Yamauchi : C’était lors de la production de « Blocker Gundan 4 Machine Blusters ». M. Masami Annô en était le réalisateur. C’était mon premier mentor, sans doute. Quand je suis arrivé, je n’y connaissais rien en animation et au bout de 6 mois, je faisais de la mise en scène. M. Annô m’a remis un story-board et m’a ordonné de le mettre en scène ! Et bizarrement, j’étais certain que je pouvais le faire. J’ai mis en scène en apprenant tout ce qui était technique. Avec cet épisode, j’ai obtenu l’assurance que je pouvais mettre en scène. Quand on y repense, j’ai réussi à me persuader de cela sans doute parce que j’étais jeune. (rires)
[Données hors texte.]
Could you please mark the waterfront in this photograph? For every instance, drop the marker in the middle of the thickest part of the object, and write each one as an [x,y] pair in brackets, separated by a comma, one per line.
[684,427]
Par la suite, j’en suis venu à travailler chez la Toei et M. Kôzô Morishita s’est bien occupé de moi. (NB 3 : Kôzô Morishita, réalisateur du chapitre du Sanctuaire de “Saint Seiya” et du premier film, est un vétéran de la mise en scène qui s’est depuis reconverti en producteur pour Tôei). Et je n’ai fait quasiment que de l’action.
En vous retournant sur votre carrière, quel fut l’œuvre qui en fut le tournant ?
Yamauchi : Dès que j’ai commencé la mise en scène, je n’ai fait que des séries d’actions. Je suis bon à ça et j’aime aussi beaucoup. Je me suis ensuite aperçu qu’il y avait d’autres choses « délicieuses » dans de la mise en scène normale. J’ai toujours dit chez Toei que je voulais faire une série centrée sur la mise en scène et le jeu. Cela a donné « Hana yori dango ».
Sinon, même si cela précède un peu, le tournant de ma carrière est bien ma rencontre avec Shingo Araki dans « Saint Seiya » (NB4 : Shingo Araki est un animateur vétéran connu pour son travail sur « Versailles no Bara » et « Saint Seiya ». C’est le plus grand spécialiste du style « personnages beaux » [bikei chara]). A cette époque, j’aimais beaucoup le graphisme de Masami Suda de la Tatsunoko. Lorsque j’ai vu le graphisme de M. Araki, j’ai été décontenancé au début. Mais plus je travaillais sur « Saint Seiya » plus j’ai été attiré par les expressions “normales” qu’il dessinait. Cette expression normale, tranquille sur le visage qui n’est ni de la colère ni du rire. C’est ce qui est bien dans les expressions qu’il dessine. Peut-être est-ce lié à ce que j’aime des films de Daniel Schmid évoqué tout à l’heure. Peu à peu, je me suis mis à m’orienter vers ce genre d’expression dans mes story-boards. Et en travaillant avec lui, j’ai appris à connaître le charme humain de M. Araki. Le gros tournant de ma carrière, c’est « Saint Seiya » ou plutôt le graphisme de Shingo Araki. Quand je vois combien il travaille maintenant alors que c’est un sacré vétéran, je me dis que je dois au moins en faire autant.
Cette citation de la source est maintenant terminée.